Strekalovsky v. Delaney

78 F. Supp. 556 | D. Mass. | 1948

78 F.Supp. 556 (1948)

STREKALOVSKY
v.
DELANEY.

Civ. A. 7259.

District Court, D. Massachusetts.

June 15, 1948.

*557 Robbins, Noyes & Jansen, Seneca B. Anderson and Waldo Noyes, all of Boston, Mass., for plaintiff.

William T. McCarthy, U.S. Atty., and W. Arthur Garrity, Jr., Asst. U.S. Atty., both of Boston Mass., Theron Lamar Caudle, Asst. Atty. Gen., and Andrew D. Sharpe and A. Barr Comstock, Sp. Assts. to Atty. Gen., for defendant.

SWEENEY, District Judge.

In this action the plaintiff seeks to recover a gift tax which she alleges has been illegally assessed and collected by the defendant. After the pleadings were filed and the parties were at issue, both the plaintiff and the defendant filed motions for summary judgment.

Findings of Fact.

The following facts appear from the complaint and answer:

On January 25, 1945, the plaintiff created a trust under which she gave to her husband, as trustee, for the benefit of her three children, certain securities then having a value of $8,672.25, or $2,890.75 for each gift. She filed a tax return with respect to the property so transferred, and claimed the specific exclusion of $3,000 for each of the trusts created and, consequently, paid no gift tax. Later the Commissioner assessed a deficiency gift tax, and it was paid in the amount of $1,744.79. A claim for refund was filed and denied.

The plaintiff's claim is based upon her understanding that the gifts were absolute present gifts to her minor children, each in an amount of less than $3,000 and hence not taxable under Section 1003(b) (3) of the Internal Revenue Code, 26 U.S.C.A.Int. Rev.Code, § 1003(b) (3). The defendant stands on the ground that the gifts were gifts of future interest to which the $3,000 exemption does not apply.

Section 1003 of the Internal Revenue Code dealing with the exclusions under (b) (3) provides as follows:

"In the case of gifts (other than gifts of future interests in property) made to any person by the donor * * * the first $3,000 of such gifts to such person shall not * * * be included * * *."

The Strekalovsky Trust provided, among other things, that the Trust should terminate when each child became twenty-one years of age or died at an earlier date, at which time the child's respective share would be paid to the child, if living, and, if not, to his executor, administrator, assignee, or other legal representative.

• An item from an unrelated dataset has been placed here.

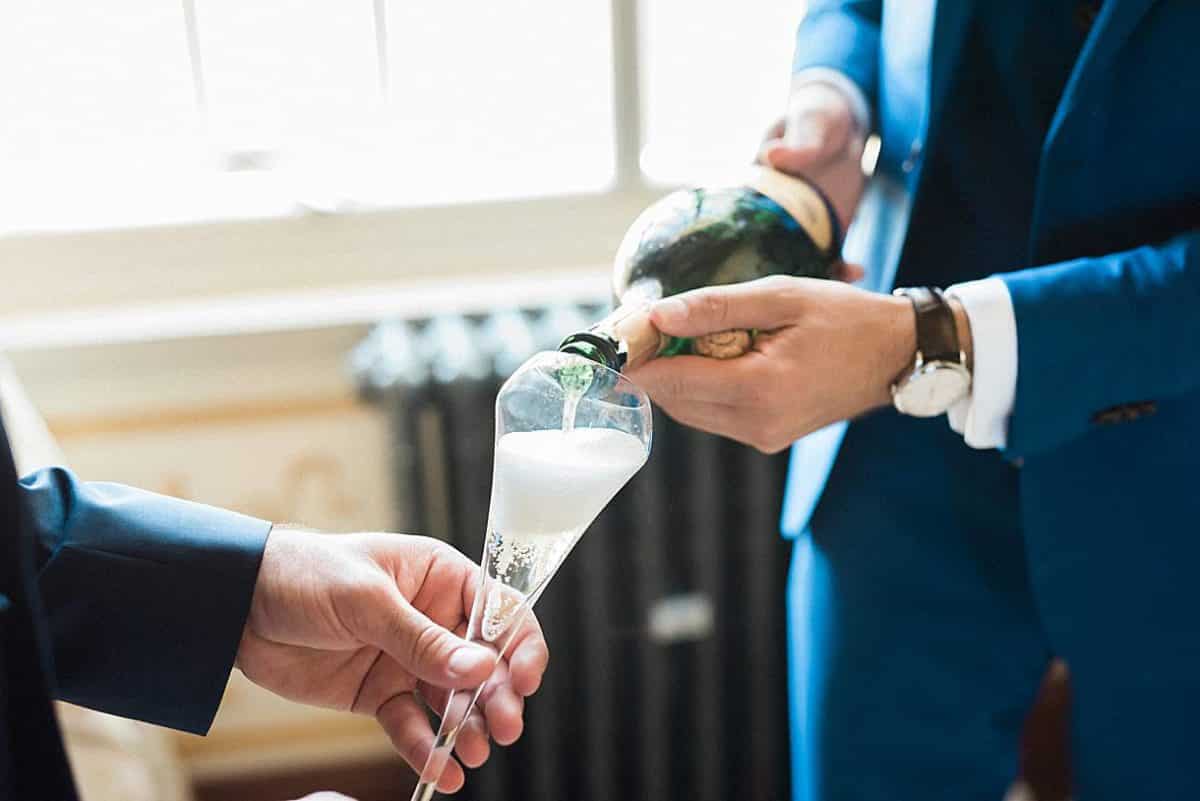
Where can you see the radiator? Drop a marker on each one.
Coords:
(667, 676)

It further provided that, upon the demand of any legally appointed guardian of any of the children, the entire share was to be paid to said guardian. There was no spendthrift clause contained in the Trust. The second use and purpose set out in the Trust seems to be the dominant one for us to consider. It provides as follows:

"Second: So long as any child shall be a minor, to pay any part or parts of his or her share(s) to him or her or for his and/ or her use or benefit for any purpose whatever in accordance with the needs and best interest of said child, as if the interest of each said child were held by the trustee herein as guardian for said child and as if the trustee were making payments and distributions in that capacity for the benefit of each child respectively."

In Fondren et al. v. Commissioner of Internal Revenue, 324 U.S. 18, at pages 20 and 21, 65 S.Ct. 499, 89 L.Ed. 668, the Court stated that it is a question of the time when the enjoyment of the gift begins and not when the title vests, and that to make it a future gift there must be interposed a barrier of a substantial period between the will of the beneficiary to enjoy what has been given him and the actual enjoyment. I think that the facts in this case clearly distinguish it from the Fondren case, supra, and fit precisely on the decision in Commissioner of Internal Revenue v. Sharp, 9 Cir., 153 F. 2d 163. That case, which distinguished its facts from the Fondren case, laid down the rule that whenever the provision is made for the immediate application of the funds for the minor's benefit, whether income or corpus, the exemption applies. In the present trust instrument, the second use and purpose above quoted could not set out more clearly that it was the intent of the donor to make an absolute *558 gift for the present use and benefit of each of her children. This is clearly brought out in the last three lines wherein she specified that the trustee was to hold as though he were a guardian. Had she, instead of making the gifts by trust, made them to the guardians of the children, there could be no question but that the exemption would apply. The trust instrument clearly expresses her intent to accomplish the same results, and I am satisfied that there was a present right to the use and benefit of this gift the moment that the gift had vested in the trustee.

Conclusions of Law.

From the foregoing I conclude and rule that the donor's gift to each of her children through the trustee was not the gift of a future interest within the meaning of Section 1003(b) (3) of the Internal Revenue Code. The plaintiff's motion for summary judgment is allowed, and the defendant's motion for summary judgment is denied.

Judgment is to be entered for the plaintiff in the sum of $1,744.79, with interest under the statute from the date of payment.